Brüssel startet «Alpen-Umwelt-Omnibus»
Die Europäische Kommission hat den neuen «Alpen-Umwelt-Omnibus» vorgestellt: Ein Massnahmenpaket, das sämtliche bestehenden Beschleunigungsregeln für Energie- und Umweltverfahren in den Alpen zusammenführen, vereinheitlichen und vereinfachen soll.
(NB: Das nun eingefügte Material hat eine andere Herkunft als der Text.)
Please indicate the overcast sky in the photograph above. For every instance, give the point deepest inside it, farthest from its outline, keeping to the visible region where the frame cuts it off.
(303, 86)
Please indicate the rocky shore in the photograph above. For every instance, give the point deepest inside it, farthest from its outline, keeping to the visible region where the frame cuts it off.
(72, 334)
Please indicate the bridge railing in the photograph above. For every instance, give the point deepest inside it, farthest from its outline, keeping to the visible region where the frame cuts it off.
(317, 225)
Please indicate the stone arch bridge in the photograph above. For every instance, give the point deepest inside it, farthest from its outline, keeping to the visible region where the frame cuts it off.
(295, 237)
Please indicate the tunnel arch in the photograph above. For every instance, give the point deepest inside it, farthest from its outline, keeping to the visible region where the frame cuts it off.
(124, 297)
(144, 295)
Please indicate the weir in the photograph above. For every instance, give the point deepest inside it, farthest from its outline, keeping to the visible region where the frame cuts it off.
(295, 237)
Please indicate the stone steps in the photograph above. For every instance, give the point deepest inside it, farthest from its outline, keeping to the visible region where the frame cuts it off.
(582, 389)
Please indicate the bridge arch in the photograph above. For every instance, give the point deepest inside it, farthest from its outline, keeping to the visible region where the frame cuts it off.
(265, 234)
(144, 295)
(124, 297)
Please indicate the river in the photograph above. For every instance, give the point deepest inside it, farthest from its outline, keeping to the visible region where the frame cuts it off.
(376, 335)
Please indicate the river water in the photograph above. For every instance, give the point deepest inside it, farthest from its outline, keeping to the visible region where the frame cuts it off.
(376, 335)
Anlass ist die jüngste Entscheidung des Überprüfungsausschusses der Alpenkonvention, wonach dieser völkerrechtliche Vertrag Vorrang vor EU-Richtlinien wie jener zu Erneuerbaren Energien (RED III) hat. Damit müssen alle bisherigen Vereinfachungen überprüft werden, was viele Verfahren deutlich komplexer macht. Der Umwelt-Omnibus soll dieses Problem lösen, indem er jene Regeln vereinfacht, die zuvor zur Vereinfachung anderer Vereinfachungsregeln eingeführt wurden. Ein Kommissionssprecher erklärte, man wolle die Umsetzung der RED III im Alpenraum beschleunigen, müsse dafür aber zuerst «die alten Beschleunigungen entschleunigen, um die neue Beschleunigung korrekt beschleunigen zu können». Zudem arbeitet die Kommission an einem Register, das definieren soll, in welchen Tälern, Mooren und Hochgebirgslandschaften überhaupt beschleunigt gebaut werden darf – und wo der Schutz Vorrang hat. In mehreren Generaldirektionen wurden dafür eigene Teams gebildet, die sich mit der Koordinierung der Beschleunigung der Beschleunigung im Alpenraum beschäftigen. Aus Kommissionskreisen heisst es dazu: «Zuerst müssen wir abklären, welche Beschleunigungsregeln gerade gelten, um dann festzustellen, welche in den Alpen überhaupt gelten dürfen.» Trotz der neuen Komplexität zeigt sich Brüssel optimistisch. Ein EU-Beamter fasste den Alpen-Umwelt-Omnibus nüchtern zusammen: «Wenn alles gut läuft, werden die Alpen bald das am einfachsten regulierte Hochgebirge Europas.»